What you get sometimes is people wasting money on bad marketing spends because they can’t find good spends, and they have to spend the money before they face the investors. This explains a lot of very unproductive Super Bowl ads during the dot-com madness.

I picked up on that over the weekend reading Roger Ehrenberg’s “Monitor 110: a Post Mortem” on his Information Arbitrage blog.

We rarely get a chance to look backward as well or as openly as Ehrenberg does in this post. Calling his involvement with Monitor 110 “one of the most interesting and informative experiences of my life,” he offers us a view into the heart of it, well organized into a simple list of seven points:

  1. The lack of a single, “the buck stops here” leader until too late in the game
  2. No separation between the technology organization and the product organization
  3. Too much PR, too early
  4. Too much money
  5. Not close enough to the customer
  6. Slow to adapt to market reality
  7. Disagreement on strategy both within the company and with the board

Those are good points, and the post expands on them well. It was “too much money” that caught my eye first because I’ve seen that problem in the past, but I think it’s not one a lot of people think of. Roger adds:

Too much money is like too much time; work expands to fill the time allotted, and ways to spend money multiply when abundant financial resources are available. By being simply too good at raising money, it enabled us to perpetuate poor organizational structure and suboptimal strategic decisions.

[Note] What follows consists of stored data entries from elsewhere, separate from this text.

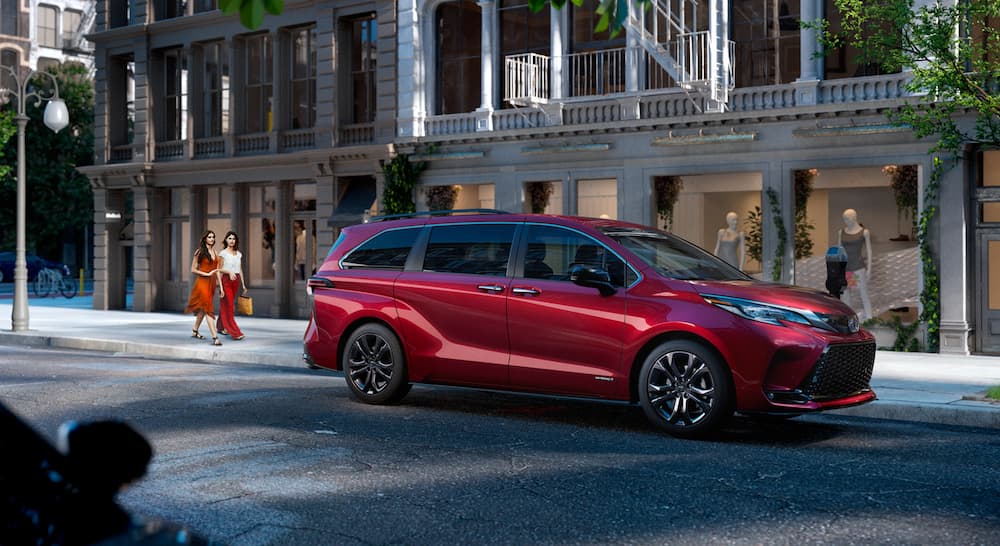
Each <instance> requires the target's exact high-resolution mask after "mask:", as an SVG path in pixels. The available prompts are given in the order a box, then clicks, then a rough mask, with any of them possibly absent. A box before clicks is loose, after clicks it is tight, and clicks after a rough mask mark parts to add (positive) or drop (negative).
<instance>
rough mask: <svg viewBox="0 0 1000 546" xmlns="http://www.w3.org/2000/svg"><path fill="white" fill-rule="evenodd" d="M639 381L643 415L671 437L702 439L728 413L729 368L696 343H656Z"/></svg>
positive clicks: (732, 405) (728, 391) (729, 405)
mask: <svg viewBox="0 0 1000 546" xmlns="http://www.w3.org/2000/svg"><path fill="white" fill-rule="evenodd" d="M638 381H639V383H638V390H639V404H640V405H641V406H642V410H643V412H644V413H645V414H646V417H647V418H648V419H649V420H650V421H651V422H652V423H653V424H654V425H656V426H657V427H659V428H662V429H664V430H666V431H667V432H669V433H670V434H672V435H674V436H681V437H693V436H699V435H703V434H705V433H706V432H709V431H712V430H714V429H717V428H718V427H719V426H721V425H722V424H723V423H724V422H725V421H726V420H727V419H729V417H731V416H732V414H733V394H732V387H731V382H730V375H729V370H728V368H726V366H725V365H724V364H723V363H722V360H721V358H719V357H718V355H716V353H715V352H714V351H711V350H709V349H708V348H707V347H705V346H704V345H702V344H700V343H697V342H694V341H688V340H673V341H668V342H665V343H663V344H661V345H659V346H658V347H657V348H656V349H654V350H653V352H651V353H650V354H649V356H648V357H646V360H645V361H644V362H643V365H642V369H641V371H640V372H639V377H638Z"/></svg>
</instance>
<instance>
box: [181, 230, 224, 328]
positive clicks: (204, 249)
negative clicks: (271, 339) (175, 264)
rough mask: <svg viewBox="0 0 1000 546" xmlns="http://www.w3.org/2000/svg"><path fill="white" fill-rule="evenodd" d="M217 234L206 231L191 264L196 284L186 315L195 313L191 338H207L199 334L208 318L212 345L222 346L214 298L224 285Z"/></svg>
mask: <svg viewBox="0 0 1000 546" xmlns="http://www.w3.org/2000/svg"><path fill="white" fill-rule="evenodd" d="M213 247H215V232H214V231H212V230H209V231H206V232H205V234H204V235H202V236H201V243H200V244H199V245H198V250H196V251H195V253H194V260H193V261H192V262H191V272H192V273H194V275H195V277H194V284H192V285H191V296H190V297H188V304H187V307H185V308H184V312H185V313H194V314H195V318H194V328H192V329H191V337H194V338H198V339H205V336H203V335H201V334H200V333H198V329H199V328H201V321H202V320H204V319H205V317H206V316H207V317H208V321H207V322H208V332H209V333H210V334H212V344H213V345H222V343H221V342H220V341H219V336H218V334H216V332H215V302H214V301H213V297H214V294H215V290H216V289H218V290H219V295H220V296H222V295H224V294H223V292H222V284H221V283H220V282H219V255H218V254H216V253H215V249H214V248H213Z"/></svg>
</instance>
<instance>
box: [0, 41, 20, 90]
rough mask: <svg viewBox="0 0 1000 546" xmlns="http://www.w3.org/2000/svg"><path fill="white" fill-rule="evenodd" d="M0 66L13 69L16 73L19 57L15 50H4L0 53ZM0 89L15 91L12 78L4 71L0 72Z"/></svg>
mask: <svg viewBox="0 0 1000 546" xmlns="http://www.w3.org/2000/svg"><path fill="white" fill-rule="evenodd" d="M0 65H3V66H6V67H8V68H13V69H14V71H15V72H16V71H17V69H18V67H19V66H20V65H21V55H20V53H18V51H17V50H16V49H4V50H2V51H0ZM0 87H3V88H6V89H17V84H16V83H14V77H13V76H11V74H10V72H8V71H6V70H0Z"/></svg>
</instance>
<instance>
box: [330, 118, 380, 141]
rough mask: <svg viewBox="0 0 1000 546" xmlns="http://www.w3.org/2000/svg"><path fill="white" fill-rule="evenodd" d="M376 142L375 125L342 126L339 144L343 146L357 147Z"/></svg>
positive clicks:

I also liked the reference to too much PR too early. I see that happening, too, and he puts it into a very understandable, concrete context:

[some] bad behaviors were reinforced by an unplanned event that sharply impacted our psyche: being on the front page of the Financial Times. It is hard to call it a mistake since we didn’t seek to get such exposure, but I put it down as Mistake #3. To be honest, this single fact was a very meaningful factor in our failure. It raised the level of expectations so high that it made us reluctant to release anything that wasn’t earth-shattering.

Both of these points are reminders that the hunt for financing is not just a simple quest for money. It’s about finding good partners, the right partners, and building long-term relationships and healthy businesses.